Eminim birçok vergi borcu olan kişi şu soruyu sormuştur; “Acaba bu vergiyi hiç ödemesem no’lur? Zamanaşımı bu işlerde nasıl oluyor? Ben çok basit bir şekilde size konuyu özetlemeye karar verdim. Detaylarını merak eden aşağıdaki makaleyi de okuyabilir tabii.
Kamuya olan borçlarınız, vergi borcunun vadesinin rastladığı takvim yılını izleyen takvim yılı başından itibaren 5 yıl içinde tahsil edilmez ise zamanaşımına uğrar ve devletin bunu sizden tekrar istemeye hakkı kalmaz. Örneğin 29.01.2010 tarihine kadar ödemeniz gereken bir vergi borcunuz varsa İdare bu alacağını sizden ancak 31.12.2015 tarihine talep edebilir. ( 2010 yılını izleyen takvim yılı başından yani 2011’den itibaren 5 yıl içinde bu da 31.12.2015’e tekabül eder) Tabii siz benim çok eskiden kalma şu kadar borcum vardı ödeyecektim demezseniz…Bu düzenleme kanunun kendisinde vardır. Vergi Usul Yasası’nın 114′üncü maddesi “Vergi alacağının doğduğu takvim yılını takip eden yılın başından itibaren başlayarak beş yıl içinde tarh ve mükellefe tebliğ edilmeyen vergiler zamanaşımına uğramaktadır“.

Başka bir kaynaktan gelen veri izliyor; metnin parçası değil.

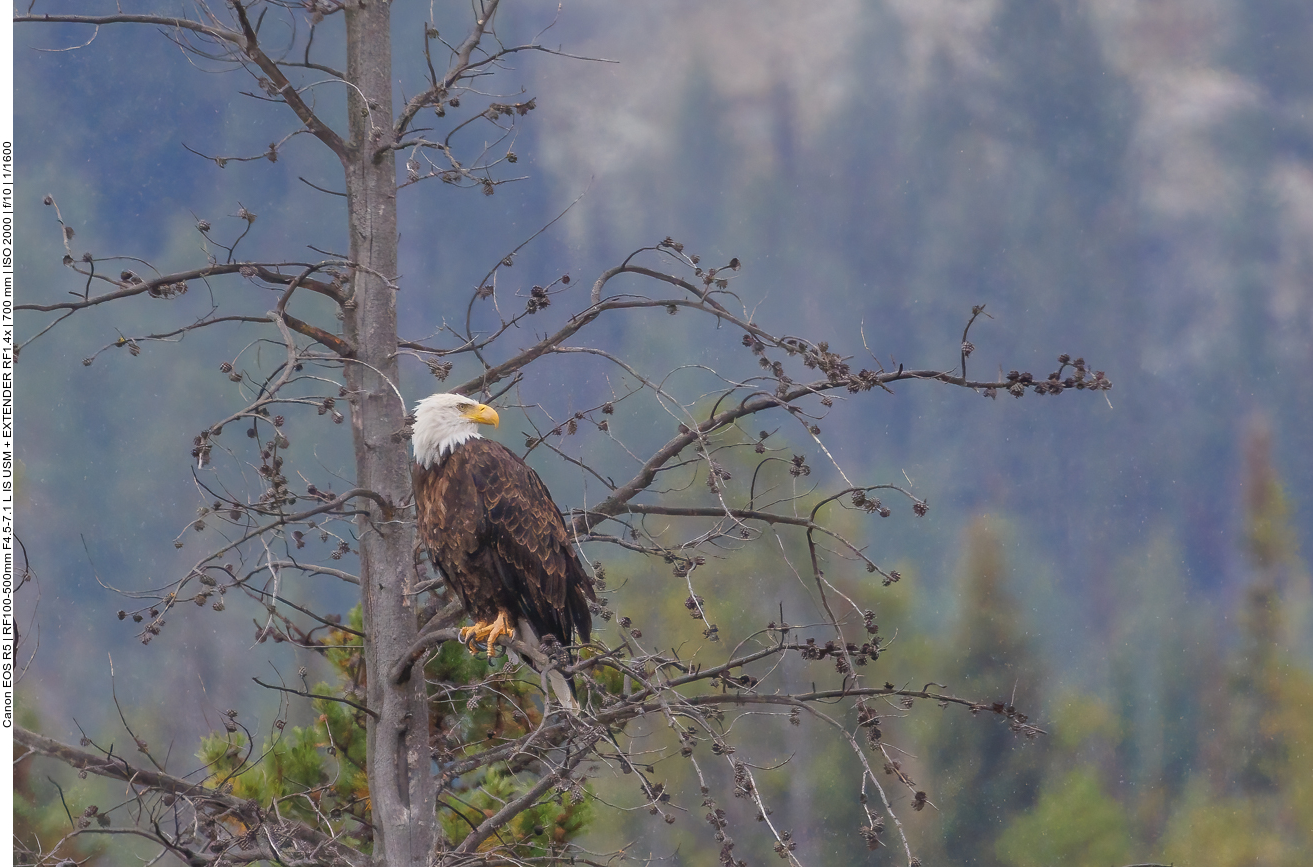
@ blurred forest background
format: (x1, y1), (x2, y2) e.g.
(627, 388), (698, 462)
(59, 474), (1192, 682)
(14, 0), (1313, 867)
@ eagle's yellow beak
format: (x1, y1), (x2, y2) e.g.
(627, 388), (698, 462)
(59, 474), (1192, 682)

Tabii çoğu vergi meselesinde olduğu gibi iş bu kadar basit değil. Bu beş yıllık zamanaşımı süresini kesen haller mevcut. Ayrıca bazı durumlarda zamanaşımı süresi işlemiyor. Eğer;
1- Borcun kısmen dahi ödenirse
2- Borçlu hakkında haciz tatbik edilirse
3- Cebren tahsil ve takip sırasında her ne şekilde olursa olsun bir tahsilat yapılırsa
4- Borçlu kişiye ödeme emri tebliğ olursa
5- Borçlu tarafından mal bildiriminde bulunulursa ve mal edinme ya da artmalarının idareye iletilirse
6- İhtilaflı amme alacaklarında yargı idare lehine bozma kararı verirse
7- Alacağın teminata bağlanırsa
8- Yargı yerlerince icranın tehirine/yürütmenin durdurulmasına karar verilirse
9- Amme idareleri arasında borcun ödenmesi için yazılı başvuruda bulunursa
10- Amme alacağının özel kanunlara göre ödenmek üzere müracaat yapılması ve/veya ödeme planına bağlanırsa
11- Vergi dairesince matrah takdiri için takdir komisyonuna başvurulması
Zamanaşımı süresi kesilir ve yukarıdaki şartlardan herhangi birinin hasıl olduğu tarih itibariyle yeniden başlar. Örneğin 01.01.2010 vadeli bir 7.500 TL borcunuz var. Yıl olmuş 30.12.2015 ve siz borcu ödememişsiniz. Sonra 30.12.2015’de bu borcu hatırladınız ve en azından yarısını ödemek için vergi dairesine gittiniz veya vergi dairesi borcunuzu size bu tarihte tebliğ etti. Eğer 01.01.2016 ya kadar sabredebilseydiniz veya 2016 tarihinde postacı o ödeme erini size ulaştırmış olsaydı, bu borcu ödemek zorunda kalmayacaktınız. Şimdi belki gecikme zammı bile asıl borcunuzdan fazla olacak. Çok kötü. Keşke zamanında borcunuzu ödeseydiniz.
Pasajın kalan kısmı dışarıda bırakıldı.